I used the Milwaukee M12 inflator to seat a Maxxis DHF tire the other day. It went on easy but I think I got lucky. The unit doesn’t have a tank to send continuous high pressure into the tire. It just happened to work out perfect for me.


----------



## Wired29 (Jul 23, 2009)

I use the M12 as I already have a bunch of other M12 tools. It works pretty good but the included presta adapter is crap.
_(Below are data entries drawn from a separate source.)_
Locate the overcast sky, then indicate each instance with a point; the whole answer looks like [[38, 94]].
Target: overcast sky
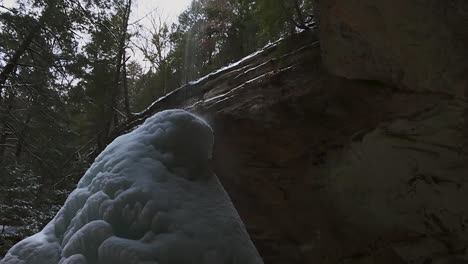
[[143, 10], [168, 9]]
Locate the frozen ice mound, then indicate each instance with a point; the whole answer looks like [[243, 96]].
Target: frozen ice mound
[[150, 198]]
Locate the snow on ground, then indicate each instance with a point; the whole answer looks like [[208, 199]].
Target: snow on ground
[[225, 68], [149, 197]]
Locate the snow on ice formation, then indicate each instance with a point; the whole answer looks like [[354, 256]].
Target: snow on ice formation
[[149, 198]]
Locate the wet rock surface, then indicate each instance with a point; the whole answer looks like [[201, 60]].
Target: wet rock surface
[[324, 169], [416, 45]]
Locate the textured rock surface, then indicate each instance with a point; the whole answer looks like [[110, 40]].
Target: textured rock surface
[[417, 45], [329, 170]]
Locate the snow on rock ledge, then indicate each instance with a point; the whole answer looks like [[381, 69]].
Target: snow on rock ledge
[[148, 198]]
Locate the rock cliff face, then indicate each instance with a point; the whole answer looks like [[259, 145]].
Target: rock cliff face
[[363, 160], [417, 45]]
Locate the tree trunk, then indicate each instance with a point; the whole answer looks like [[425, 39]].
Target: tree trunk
[[22, 135], [13, 62], [110, 122], [125, 86]]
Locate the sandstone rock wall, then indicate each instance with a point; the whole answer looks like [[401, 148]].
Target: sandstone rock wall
[[416, 45], [344, 162]]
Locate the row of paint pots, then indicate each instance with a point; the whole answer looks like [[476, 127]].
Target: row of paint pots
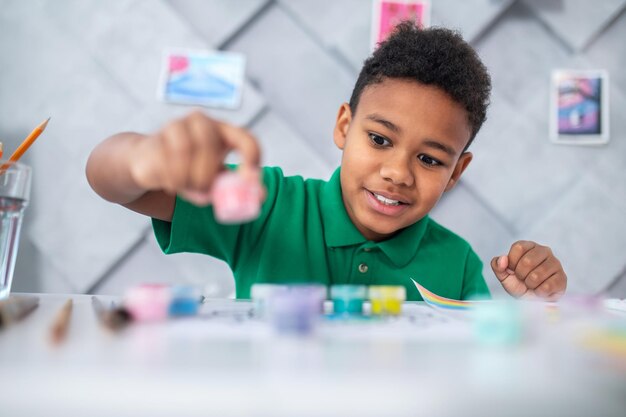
[[296, 308]]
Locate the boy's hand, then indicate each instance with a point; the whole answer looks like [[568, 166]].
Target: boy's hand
[[186, 156], [530, 270]]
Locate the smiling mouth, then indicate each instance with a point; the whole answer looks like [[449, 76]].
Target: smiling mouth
[[386, 201]]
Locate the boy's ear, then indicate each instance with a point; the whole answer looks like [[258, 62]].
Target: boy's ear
[[461, 164], [344, 117]]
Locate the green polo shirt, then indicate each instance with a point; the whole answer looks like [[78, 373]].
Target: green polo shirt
[[304, 234]]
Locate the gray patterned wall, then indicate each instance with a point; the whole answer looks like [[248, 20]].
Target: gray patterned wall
[[93, 66]]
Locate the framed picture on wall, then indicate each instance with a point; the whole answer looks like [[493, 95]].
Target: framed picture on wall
[[579, 107], [202, 78], [388, 13]]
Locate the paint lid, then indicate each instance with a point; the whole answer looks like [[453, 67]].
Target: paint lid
[[348, 291], [387, 292], [348, 299], [294, 309], [262, 291], [185, 300]]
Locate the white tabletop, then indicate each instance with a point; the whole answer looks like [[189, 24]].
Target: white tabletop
[[224, 363]]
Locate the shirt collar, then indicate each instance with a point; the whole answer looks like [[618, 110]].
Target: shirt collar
[[340, 231]]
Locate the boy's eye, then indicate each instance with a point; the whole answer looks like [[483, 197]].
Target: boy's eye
[[428, 160], [377, 139]]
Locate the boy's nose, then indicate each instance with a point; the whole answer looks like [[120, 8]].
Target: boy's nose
[[397, 170]]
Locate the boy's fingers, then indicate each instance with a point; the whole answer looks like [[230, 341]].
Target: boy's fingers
[[507, 278], [209, 153], [244, 143], [178, 148], [542, 272], [199, 198], [553, 287], [499, 266], [517, 251]]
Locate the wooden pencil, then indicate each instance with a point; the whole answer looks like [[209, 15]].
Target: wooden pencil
[[29, 141], [61, 322]]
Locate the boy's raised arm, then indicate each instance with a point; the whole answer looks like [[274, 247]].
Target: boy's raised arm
[[145, 172], [530, 269]]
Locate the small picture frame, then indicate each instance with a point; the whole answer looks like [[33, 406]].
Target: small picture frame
[[579, 107], [388, 13], [202, 78]]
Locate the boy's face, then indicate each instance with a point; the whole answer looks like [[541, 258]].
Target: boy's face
[[402, 149]]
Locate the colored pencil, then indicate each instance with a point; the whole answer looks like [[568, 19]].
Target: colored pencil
[[15, 308], [29, 141], [61, 322]]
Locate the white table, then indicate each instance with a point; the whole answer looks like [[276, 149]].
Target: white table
[[222, 366]]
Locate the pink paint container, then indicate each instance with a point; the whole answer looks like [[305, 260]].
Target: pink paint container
[[235, 198], [148, 302]]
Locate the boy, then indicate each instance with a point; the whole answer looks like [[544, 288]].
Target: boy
[[416, 107]]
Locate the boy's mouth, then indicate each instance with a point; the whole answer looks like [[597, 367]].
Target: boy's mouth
[[386, 200], [385, 204]]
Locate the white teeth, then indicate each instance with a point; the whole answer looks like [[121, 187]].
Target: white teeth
[[385, 200]]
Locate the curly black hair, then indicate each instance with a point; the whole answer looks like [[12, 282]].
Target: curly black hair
[[433, 56]]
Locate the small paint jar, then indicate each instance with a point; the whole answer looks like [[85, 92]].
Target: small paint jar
[[260, 294], [386, 300], [148, 302], [497, 323], [296, 309], [235, 198], [185, 300], [348, 299]]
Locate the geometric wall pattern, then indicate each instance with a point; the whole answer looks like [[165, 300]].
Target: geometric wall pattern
[[93, 66]]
I only carry a tube when I'm on an extra long ride. I have a plug kit but haven't had to use it yet this year (quickly looks for wood to knock on!).


----------



## John232629 (Oct 11, 2005)

I have one and love it. It's what I use for my bikes the most. The gauge is rather accurate to the 1psi. I have managed to 7/8 of my tubeless tires seated with it alone. I ended up getting a presto chuck I just leave on it. I have a presta chuck always threaded on! Prestacycle Big Presta Head - Prestacycle LLC


----------



## ORhvac (Nov 22, 2018)

I have one i keep in my truck and one in my work van. I have used it too seat tires, but it really depends on your tire and rim combination. Some combos are just easier to do. If a combo is giving me a hard time I usually seat the bead with a tube and just break one side. Then reseat with the pump. Other than that, it’s a great pump that I use all the time for my bikes


----------